Stradelli era conosciuto e stimato dai nativi del Vaupés, pronto a condividere esperienze con i suoi ospiti, era tra i pochissimi bianchi cui fosse permesso percorrere liberamente la zona. Guardava con preoccupazione l’approccio che indistintamente militari, commercianti ed evangelizzatori bianchi hanno con i nativi e considerava una grave sventura la scomparsa dei popoli indigeni e l’annientamento del loro modo di vivere e interpretare il mondo.
Negli ultimi anni l’importanza dell’approccio verso l’Amazzonia dell’esploratore italiano comincia ad essere maggiormente apprezzato. Nel 2009 l’editore Martins ha pubblicato in Brasile una scelta di lavori di Stradelli intitolata «Lendas e Notas de Viagem».
L’11 aprile di ques’anno a San Paolo, nel corso di un seminario di studi stradelliani che si è svolto al Memorial da América Latina con la partecipazione di studiosi di entrambi i paesi, è stato presentato un documentario dal titolo «Ermanno Stradelli. O filho da cobra grande», realizzato dal cineasta italiano Andrea Palladino.
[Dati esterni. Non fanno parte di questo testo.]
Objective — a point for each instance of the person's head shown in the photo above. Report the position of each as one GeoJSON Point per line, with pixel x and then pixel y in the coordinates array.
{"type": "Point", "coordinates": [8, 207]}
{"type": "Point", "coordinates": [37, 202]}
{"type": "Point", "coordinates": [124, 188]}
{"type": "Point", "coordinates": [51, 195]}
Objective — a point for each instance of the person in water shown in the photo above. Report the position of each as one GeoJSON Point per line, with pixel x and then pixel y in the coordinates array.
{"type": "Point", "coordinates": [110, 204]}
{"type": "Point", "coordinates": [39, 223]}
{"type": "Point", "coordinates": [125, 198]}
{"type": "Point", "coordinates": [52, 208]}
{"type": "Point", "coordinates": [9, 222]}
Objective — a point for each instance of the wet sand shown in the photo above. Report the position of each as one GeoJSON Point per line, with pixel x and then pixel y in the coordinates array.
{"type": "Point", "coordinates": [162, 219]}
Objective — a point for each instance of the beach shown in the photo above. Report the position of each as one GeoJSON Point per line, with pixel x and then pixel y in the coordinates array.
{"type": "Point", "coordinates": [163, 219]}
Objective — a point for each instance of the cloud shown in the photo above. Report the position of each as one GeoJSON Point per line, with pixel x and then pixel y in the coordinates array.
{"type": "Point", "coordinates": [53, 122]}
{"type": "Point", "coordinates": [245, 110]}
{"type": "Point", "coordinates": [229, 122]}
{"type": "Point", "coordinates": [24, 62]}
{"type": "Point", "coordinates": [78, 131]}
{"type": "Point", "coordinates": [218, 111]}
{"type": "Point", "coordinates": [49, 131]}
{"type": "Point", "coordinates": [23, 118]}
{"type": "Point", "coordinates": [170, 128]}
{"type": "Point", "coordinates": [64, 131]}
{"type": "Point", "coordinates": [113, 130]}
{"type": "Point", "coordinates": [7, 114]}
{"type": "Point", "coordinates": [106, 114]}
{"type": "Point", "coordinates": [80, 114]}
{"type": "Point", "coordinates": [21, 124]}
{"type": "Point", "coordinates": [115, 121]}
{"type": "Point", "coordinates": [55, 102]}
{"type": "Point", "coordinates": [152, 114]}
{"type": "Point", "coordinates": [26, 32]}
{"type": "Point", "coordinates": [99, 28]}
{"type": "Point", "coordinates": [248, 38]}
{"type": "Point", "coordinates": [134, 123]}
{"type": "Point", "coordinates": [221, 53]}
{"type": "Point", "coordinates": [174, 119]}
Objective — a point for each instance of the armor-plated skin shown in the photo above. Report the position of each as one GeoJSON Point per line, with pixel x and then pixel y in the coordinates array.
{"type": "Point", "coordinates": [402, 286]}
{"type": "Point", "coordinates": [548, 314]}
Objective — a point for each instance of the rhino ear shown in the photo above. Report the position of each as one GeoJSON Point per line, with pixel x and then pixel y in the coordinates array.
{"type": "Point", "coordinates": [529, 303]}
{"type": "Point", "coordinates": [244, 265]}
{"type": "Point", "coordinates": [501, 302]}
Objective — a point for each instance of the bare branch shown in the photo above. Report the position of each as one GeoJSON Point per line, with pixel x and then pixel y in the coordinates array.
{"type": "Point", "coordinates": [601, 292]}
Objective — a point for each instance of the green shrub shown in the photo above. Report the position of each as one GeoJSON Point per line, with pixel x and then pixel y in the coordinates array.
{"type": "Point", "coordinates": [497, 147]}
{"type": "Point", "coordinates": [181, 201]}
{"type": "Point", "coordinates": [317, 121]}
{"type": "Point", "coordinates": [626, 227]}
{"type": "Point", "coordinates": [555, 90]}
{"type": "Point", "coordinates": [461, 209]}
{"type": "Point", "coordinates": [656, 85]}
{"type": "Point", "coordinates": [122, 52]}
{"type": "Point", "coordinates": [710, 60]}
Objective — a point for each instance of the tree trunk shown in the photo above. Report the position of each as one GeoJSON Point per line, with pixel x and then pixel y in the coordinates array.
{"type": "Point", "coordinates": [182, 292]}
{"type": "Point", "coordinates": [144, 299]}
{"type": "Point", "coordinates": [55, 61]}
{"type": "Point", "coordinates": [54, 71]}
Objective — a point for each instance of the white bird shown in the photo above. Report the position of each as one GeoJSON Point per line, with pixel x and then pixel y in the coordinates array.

Negli anni Novanta il giornalista italiano Danilo Manera ha intrapreso un viaggio nella regione amazzonica percorsa da Stradelli, che ha poi raccontato nel libro «Yuruparí. I flauti dell’anaconda celeste» (Feltrinelli Traveller 1999), che contiene in appendice il testo dell’esploratore italiano. Le immagini sono state invece raccolte nel libro fotografico «Vaupés» di Graziano Bartolini (Cesena 1999).